Ty Cobb: A Terrible Beauty by Charles Leerhsen

My rating: 3 of 5 stars

Ty Cobb has a horrible reputation as a racist, mean, and disreputable human being. The author’s premise in this biography is that much of the mythology surrounding Ty Cobb is erroneous, based on a biography by an author who took a dislike to Cobb and created events out of whole cloth. The result is an interesting, contrarian take on a baseball player of mythological proportions.
While the Ty Cobb in this book isn’t the Southern white racist that he is often portrayed as being, he isn’t a nice person either (or, rather, he was accommodating to those who didn’t exacerbate his insecurities but otherwise unpleasant). But he was a tremendously gifted baseball player and transformed the business of baseball as well. In fact, the book does well in describing the state of baseball in the early 20th century and, in some ways, those are the most interesting sections of the book.
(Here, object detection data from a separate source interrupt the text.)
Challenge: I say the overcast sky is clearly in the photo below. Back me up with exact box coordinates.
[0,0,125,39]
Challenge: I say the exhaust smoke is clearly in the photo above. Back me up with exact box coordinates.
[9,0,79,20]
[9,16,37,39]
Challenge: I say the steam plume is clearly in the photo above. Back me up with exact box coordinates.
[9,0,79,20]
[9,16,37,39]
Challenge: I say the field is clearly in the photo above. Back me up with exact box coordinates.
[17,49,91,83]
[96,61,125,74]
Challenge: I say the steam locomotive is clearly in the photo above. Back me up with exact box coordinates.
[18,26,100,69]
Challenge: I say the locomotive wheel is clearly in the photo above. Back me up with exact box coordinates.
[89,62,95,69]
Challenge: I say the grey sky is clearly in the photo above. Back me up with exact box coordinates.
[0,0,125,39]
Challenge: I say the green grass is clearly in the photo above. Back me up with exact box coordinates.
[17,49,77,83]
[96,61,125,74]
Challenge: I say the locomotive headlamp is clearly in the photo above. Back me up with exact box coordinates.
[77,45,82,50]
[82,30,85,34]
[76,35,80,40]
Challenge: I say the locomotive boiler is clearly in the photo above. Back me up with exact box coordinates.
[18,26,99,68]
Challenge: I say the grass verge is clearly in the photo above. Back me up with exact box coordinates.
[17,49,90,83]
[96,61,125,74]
The author tends to be a bit defensive in tone and clearly not objective in the sections about Ty Cobb specifically.
For baseball fans, this is an interesting history of the sport. For those who are interested in just how maligned Ty Cobb was and how mythology takes over facts, the book is also worth reading. The author isn’t a particularly strong writer as writers go (but I read this book after reading Rick Atkinson’s Revolutionary War book, so perhaps that was an unfair bar to live up to), but it’s an interesting narrative and history.